Citing discrimination, the pilot course candidate says the men who failed to advance along with her were offered a chance at units she was barred from.
By Batya Jerenberg, World Israel News
The High Court of Justice will hear a petition Monday by a female soldier who is being barred from trying for elite units of the IDF with her male comrades after they were dropped together from the IDF pilots’ course.
“We came to a place where they told us what our options were for continuing,” H. told Channel 12 News. The men, she said, were offered a chance to interview for “combat in the Armored Corps, combat in Maglan [commandos operating deep behind enemy lines], in Duvdevan [anti-terror commandos] – any unit you could think of. I was given a page listing two combat units.”
H. requested from the chief of staff that he allow her to try out for the same prestigious units as her fellow soldiers, and was refused.
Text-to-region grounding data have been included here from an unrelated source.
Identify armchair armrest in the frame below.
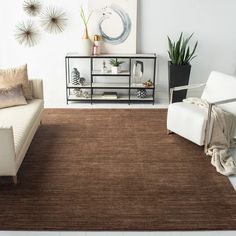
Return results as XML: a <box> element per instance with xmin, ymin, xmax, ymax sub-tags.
<box><xmin>0</xmin><ymin>126</ymin><xmax>16</xmax><ymax>175</ymax></box>
<box><xmin>204</xmin><ymin>97</ymin><xmax>236</xmax><ymax>154</ymax></box>
<box><xmin>171</xmin><ymin>83</ymin><xmax>206</xmax><ymax>92</ymax></box>
<box><xmin>170</xmin><ymin>83</ymin><xmax>206</xmax><ymax>104</ymax></box>
<box><xmin>209</xmin><ymin>98</ymin><xmax>236</xmax><ymax>106</ymax></box>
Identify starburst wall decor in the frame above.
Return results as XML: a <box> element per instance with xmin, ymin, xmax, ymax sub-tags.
<box><xmin>23</xmin><ymin>0</ymin><xmax>42</xmax><ymax>16</ymax></box>
<box><xmin>40</xmin><ymin>6</ymin><xmax>67</xmax><ymax>34</ymax></box>
<box><xmin>15</xmin><ymin>20</ymin><xmax>40</xmax><ymax>47</ymax></box>
<box><xmin>14</xmin><ymin>1</ymin><xmax>67</xmax><ymax>47</ymax></box>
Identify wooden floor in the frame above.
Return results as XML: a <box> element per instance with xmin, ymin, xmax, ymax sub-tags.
<box><xmin>0</xmin><ymin>109</ymin><xmax>235</xmax><ymax>231</ymax></box>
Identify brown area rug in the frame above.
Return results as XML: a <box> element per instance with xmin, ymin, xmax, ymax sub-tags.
<box><xmin>0</xmin><ymin>109</ymin><xmax>235</xmax><ymax>231</ymax></box>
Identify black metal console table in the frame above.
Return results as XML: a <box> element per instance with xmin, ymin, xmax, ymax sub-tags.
<box><xmin>65</xmin><ymin>53</ymin><xmax>157</xmax><ymax>105</ymax></box>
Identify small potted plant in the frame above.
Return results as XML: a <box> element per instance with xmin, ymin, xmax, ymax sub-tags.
<box><xmin>109</xmin><ymin>58</ymin><xmax>124</xmax><ymax>74</ymax></box>
<box><xmin>168</xmin><ymin>32</ymin><xmax>198</xmax><ymax>103</ymax></box>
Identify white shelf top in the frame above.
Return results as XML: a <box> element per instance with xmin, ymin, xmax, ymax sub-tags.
<box><xmin>92</xmin><ymin>70</ymin><xmax>130</xmax><ymax>75</ymax></box>
<box><xmin>93</xmin><ymin>95</ymin><xmax>128</xmax><ymax>100</ymax></box>
<box><xmin>68</xmin><ymin>95</ymin><xmax>91</xmax><ymax>100</ymax></box>
<box><xmin>66</xmin><ymin>53</ymin><xmax>156</xmax><ymax>58</ymax></box>
<box><xmin>68</xmin><ymin>94</ymin><xmax>153</xmax><ymax>101</ymax></box>
<box><xmin>93</xmin><ymin>83</ymin><xmax>129</xmax><ymax>88</ymax></box>
<box><xmin>68</xmin><ymin>83</ymin><xmax>91</xmax><ymax>88</ymax></box>
<box><xmin>131</xmin><ymin>83</ymin><xmax>154</xmax><ymax>89</ymax></box>
<box><xmin>130</xmin><ymin>95</ymin><xmax>153</xmax><ymax>101</ymax></box>
<box><xmin>68</xmin><ymin>82</ymin><xmax>154</xmax><ymax>89</ymax></box>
She then turned to the court to reverse the decision that she says discriminates against her solely because of her gender.
“I completed the same courses with them, I carried the stretcher [in training] with them, I carried the same equipment they carried, and they can do something that I can’t do – and why? Just because I’m a woman?” H. asked rhetorically.
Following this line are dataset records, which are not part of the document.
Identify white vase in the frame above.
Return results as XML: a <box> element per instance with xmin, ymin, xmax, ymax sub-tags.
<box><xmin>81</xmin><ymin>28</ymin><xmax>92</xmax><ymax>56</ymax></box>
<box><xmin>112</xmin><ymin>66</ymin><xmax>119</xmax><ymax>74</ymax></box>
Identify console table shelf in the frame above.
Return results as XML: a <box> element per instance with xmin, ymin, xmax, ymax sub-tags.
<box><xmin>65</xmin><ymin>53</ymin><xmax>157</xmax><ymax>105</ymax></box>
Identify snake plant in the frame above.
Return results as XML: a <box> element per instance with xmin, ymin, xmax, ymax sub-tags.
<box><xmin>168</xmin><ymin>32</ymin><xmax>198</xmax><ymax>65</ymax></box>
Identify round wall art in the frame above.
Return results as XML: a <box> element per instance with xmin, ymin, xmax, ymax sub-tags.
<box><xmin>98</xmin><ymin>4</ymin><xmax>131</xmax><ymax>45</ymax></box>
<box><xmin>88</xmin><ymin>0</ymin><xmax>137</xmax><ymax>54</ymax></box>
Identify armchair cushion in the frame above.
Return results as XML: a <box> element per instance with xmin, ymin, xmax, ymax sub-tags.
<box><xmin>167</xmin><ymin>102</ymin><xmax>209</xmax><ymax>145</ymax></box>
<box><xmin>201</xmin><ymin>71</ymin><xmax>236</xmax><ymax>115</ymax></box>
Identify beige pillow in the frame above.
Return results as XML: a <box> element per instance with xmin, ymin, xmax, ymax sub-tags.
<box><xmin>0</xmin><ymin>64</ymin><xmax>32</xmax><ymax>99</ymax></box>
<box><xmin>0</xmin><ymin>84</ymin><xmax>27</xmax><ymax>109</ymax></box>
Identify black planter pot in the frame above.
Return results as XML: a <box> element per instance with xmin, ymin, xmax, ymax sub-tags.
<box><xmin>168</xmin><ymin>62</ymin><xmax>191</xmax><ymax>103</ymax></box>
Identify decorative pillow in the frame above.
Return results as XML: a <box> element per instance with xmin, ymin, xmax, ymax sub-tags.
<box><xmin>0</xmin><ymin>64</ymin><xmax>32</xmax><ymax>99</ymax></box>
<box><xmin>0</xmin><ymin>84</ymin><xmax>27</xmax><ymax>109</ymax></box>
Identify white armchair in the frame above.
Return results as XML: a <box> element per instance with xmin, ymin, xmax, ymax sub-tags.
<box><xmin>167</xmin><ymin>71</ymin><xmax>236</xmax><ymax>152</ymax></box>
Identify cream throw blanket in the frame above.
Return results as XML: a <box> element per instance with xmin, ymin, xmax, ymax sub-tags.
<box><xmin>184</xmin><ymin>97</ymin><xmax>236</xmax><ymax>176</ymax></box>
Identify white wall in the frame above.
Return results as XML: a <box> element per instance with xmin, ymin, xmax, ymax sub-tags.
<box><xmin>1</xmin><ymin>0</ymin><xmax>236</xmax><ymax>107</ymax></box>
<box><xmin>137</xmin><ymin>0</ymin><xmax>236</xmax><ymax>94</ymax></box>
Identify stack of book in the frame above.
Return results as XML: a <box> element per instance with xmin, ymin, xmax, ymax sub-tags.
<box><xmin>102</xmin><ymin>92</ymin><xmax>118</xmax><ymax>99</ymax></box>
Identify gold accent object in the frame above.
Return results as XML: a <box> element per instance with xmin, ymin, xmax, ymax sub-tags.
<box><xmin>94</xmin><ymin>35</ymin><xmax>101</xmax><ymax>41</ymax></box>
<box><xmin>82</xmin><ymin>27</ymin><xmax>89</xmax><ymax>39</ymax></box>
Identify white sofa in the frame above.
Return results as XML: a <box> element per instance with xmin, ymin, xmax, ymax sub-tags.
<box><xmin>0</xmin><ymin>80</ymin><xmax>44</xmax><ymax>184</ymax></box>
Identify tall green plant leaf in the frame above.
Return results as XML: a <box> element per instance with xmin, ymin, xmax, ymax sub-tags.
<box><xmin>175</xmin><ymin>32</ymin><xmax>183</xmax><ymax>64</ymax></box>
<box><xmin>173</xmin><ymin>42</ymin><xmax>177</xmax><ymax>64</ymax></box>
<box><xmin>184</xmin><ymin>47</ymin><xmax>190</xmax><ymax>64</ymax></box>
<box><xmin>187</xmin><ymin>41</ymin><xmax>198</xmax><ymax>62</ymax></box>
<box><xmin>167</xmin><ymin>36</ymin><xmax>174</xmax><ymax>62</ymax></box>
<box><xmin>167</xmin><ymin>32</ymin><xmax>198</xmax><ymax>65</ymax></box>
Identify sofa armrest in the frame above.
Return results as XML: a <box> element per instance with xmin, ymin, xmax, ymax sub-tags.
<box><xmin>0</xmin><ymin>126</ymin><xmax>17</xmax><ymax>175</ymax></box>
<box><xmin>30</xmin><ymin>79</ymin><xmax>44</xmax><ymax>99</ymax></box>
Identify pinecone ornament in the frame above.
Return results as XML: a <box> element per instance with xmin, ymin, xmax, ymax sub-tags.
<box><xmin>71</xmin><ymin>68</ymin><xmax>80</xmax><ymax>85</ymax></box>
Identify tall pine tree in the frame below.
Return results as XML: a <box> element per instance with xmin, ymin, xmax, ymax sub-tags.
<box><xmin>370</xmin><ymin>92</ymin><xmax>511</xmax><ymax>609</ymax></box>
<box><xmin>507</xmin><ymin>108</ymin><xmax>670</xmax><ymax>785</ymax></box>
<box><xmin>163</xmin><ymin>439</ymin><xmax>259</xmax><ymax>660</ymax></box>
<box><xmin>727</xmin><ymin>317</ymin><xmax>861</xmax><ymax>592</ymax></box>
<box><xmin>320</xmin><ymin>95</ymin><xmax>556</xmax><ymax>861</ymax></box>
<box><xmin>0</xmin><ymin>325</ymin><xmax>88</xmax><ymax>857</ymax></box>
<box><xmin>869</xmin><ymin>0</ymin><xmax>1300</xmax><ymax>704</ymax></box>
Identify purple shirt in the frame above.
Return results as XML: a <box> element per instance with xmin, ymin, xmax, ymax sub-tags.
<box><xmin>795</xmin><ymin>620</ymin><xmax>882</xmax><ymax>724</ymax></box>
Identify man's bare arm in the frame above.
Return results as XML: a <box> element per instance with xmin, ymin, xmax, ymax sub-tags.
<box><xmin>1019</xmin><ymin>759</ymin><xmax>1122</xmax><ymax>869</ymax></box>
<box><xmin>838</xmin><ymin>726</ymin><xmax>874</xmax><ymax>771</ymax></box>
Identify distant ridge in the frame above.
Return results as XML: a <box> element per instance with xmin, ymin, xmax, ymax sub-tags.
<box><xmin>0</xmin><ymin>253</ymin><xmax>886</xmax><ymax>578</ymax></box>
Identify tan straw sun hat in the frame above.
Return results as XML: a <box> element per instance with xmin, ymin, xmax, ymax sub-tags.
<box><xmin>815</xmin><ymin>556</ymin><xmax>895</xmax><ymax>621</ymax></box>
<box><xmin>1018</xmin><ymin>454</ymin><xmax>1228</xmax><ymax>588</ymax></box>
Amichai Weinberger, H.’s attorney, said, “We demand from the army that it come and see things as they are and give her the same options and the same opportunities as it gives to all the men and her other colleagues from the pilots’ course who fell [from the course] with her.”
The High Court has combined this hearing with another petition on equality for women in the IDF. The second one deals with four women who are not yet in the army and are demanding to be drafted into elite units.
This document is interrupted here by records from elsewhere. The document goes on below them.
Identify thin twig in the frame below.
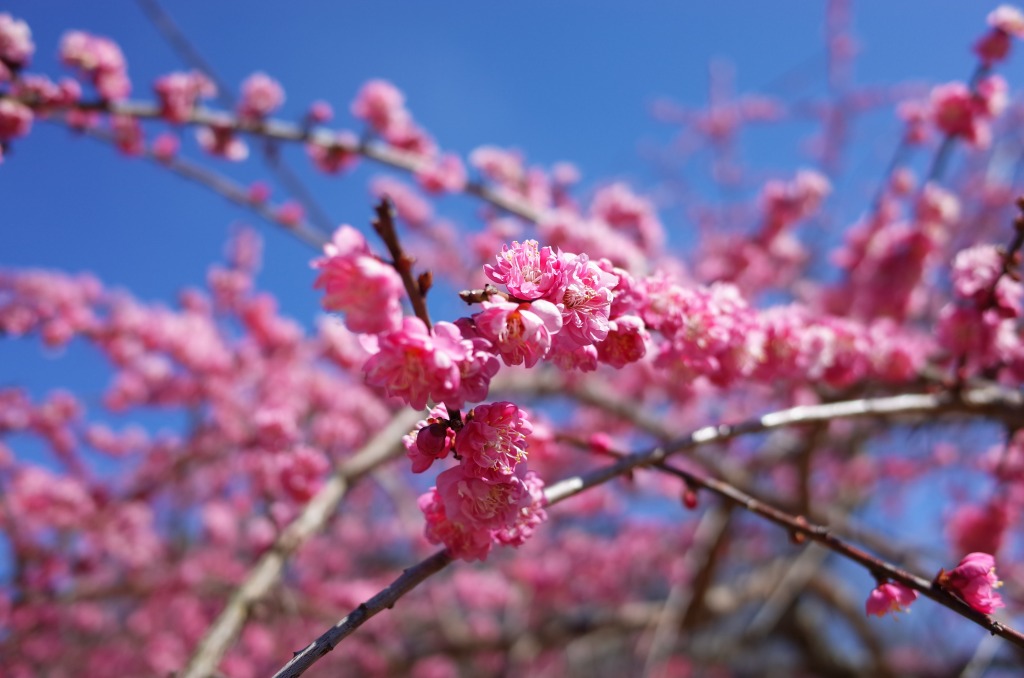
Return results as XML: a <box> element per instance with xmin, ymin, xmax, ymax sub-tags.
<box><xmin>371</xmin><ymin>198</ymin><xmax>433</xmax><ymax>329</ymax></box>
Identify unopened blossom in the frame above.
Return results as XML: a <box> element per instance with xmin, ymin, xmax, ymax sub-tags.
<box><xmin>351</xmin><ymin>79</ymin><xmax>407</xmax><ymax>135</ymax></box>
<box><xmin>154</xmin><ymin>71</ymin><xmax>216</xmax><ymax>124</ymax></box>
<box><xmin>150</xmin><ymin>133</ymin><xmax>180</xmax><ymax>162</ymax></box>
<box><xmin>865</xmin><ymin>582</ymin><xmax>918</xmax><ymax>617</ymax></box>
<box><xmin>938</xmin><ymin>552</ymin><xmax>1005</xmax><ymax>614</ymax></box>
<box><xmin>363</xmin><ymin>317</ymin><xmax>471</xmax><ymax>410</ymax></box>
<box><xmin>455</xmin><ymin>401</ymin><xmax>532</xmax><ymax>480</ymax></box>
<box><xmin>238</xmin><ymin>72</ymin><xmax>284</xmax><ymax>119</ymax></box>
<box><xmin>485</xmin><ymin>240</ymin><xmax>565</xmax><ymax>301</ymax></box>
<box><xmin>306</xmin><ymin>99</ymin><xmax>333</xmax><ymax>123</ymax></box>
<box><xmin>111</xmin><ymin>115</ymin><xmax>143</xmax><ymax>156</ymax></box>
<box><xmin>312</xmin><ymin>225</ymin><xmax>404</xmax><ymax>335</ymax></box>
<box><xmin>403</xmin><ymin>404</ymin><xmax>455</xmax><ymax>473</ymax></box>
<box><xmin>472</xmin><ymin>298</ymin><xmax>562</xmax><ymax>368</ymax></box>
<box><xmin>274</xmin><ymin>202</ymin><xmax>305</xmax><ymax>228</ymax></box>
<box><xmin>0</xmin><ymin>13</ymin><xmax>33</xmax><ymax>69</ymax></box>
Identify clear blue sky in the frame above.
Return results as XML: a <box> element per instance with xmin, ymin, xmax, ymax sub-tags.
<box><xmin>2</xmin><ymin>1</ymin><xmax>1018</xmax><ymax>395</ymax></box>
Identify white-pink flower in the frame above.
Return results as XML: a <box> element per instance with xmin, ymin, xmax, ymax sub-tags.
<box><xmin>238</xmin><ymin>72</ymin><xmax>284</xmax><ymax>119</ymax></box>
<box><xmin>472</xmin><ymin>299</ymin><xmax>562</xmax><ymax>368</ymax></box>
Kan News reported Sunday evening that there are several female soldiers who have been dropped from various military programs, and they are looking to this hearing to enable them to serve in the most challenging units.
“The reason I tried in the first place to be accepted into the seamanship course was not because of feminism, or to show that a woman can do it,” said Naomi Levi-Ashkenazi, who was dropped after seven months of training in the Navy. “I thought that this was truly the job in which I could fully realize myself, and which I would be best at. It’s also the reason that I want to open up these tryouts.”
The IDF had requested that the petitions be postponed because the chief of staff had established a committee that was reviewing the possibility of integrating women into more combat positions. As an example of how it is taking the issue seriously, its request cited the decision to renew its pilot program for women in the Armored Corps that will begin this month.
H., meanwhile, had a wider view of what it would mean for women if they could serve in the most respected and important units of the IDF.
“The glass ceiling is not just in the roles that women perform today,” she explained. “If they open the special units, they will open up the option of women advancing in the military and making decisions in the country.”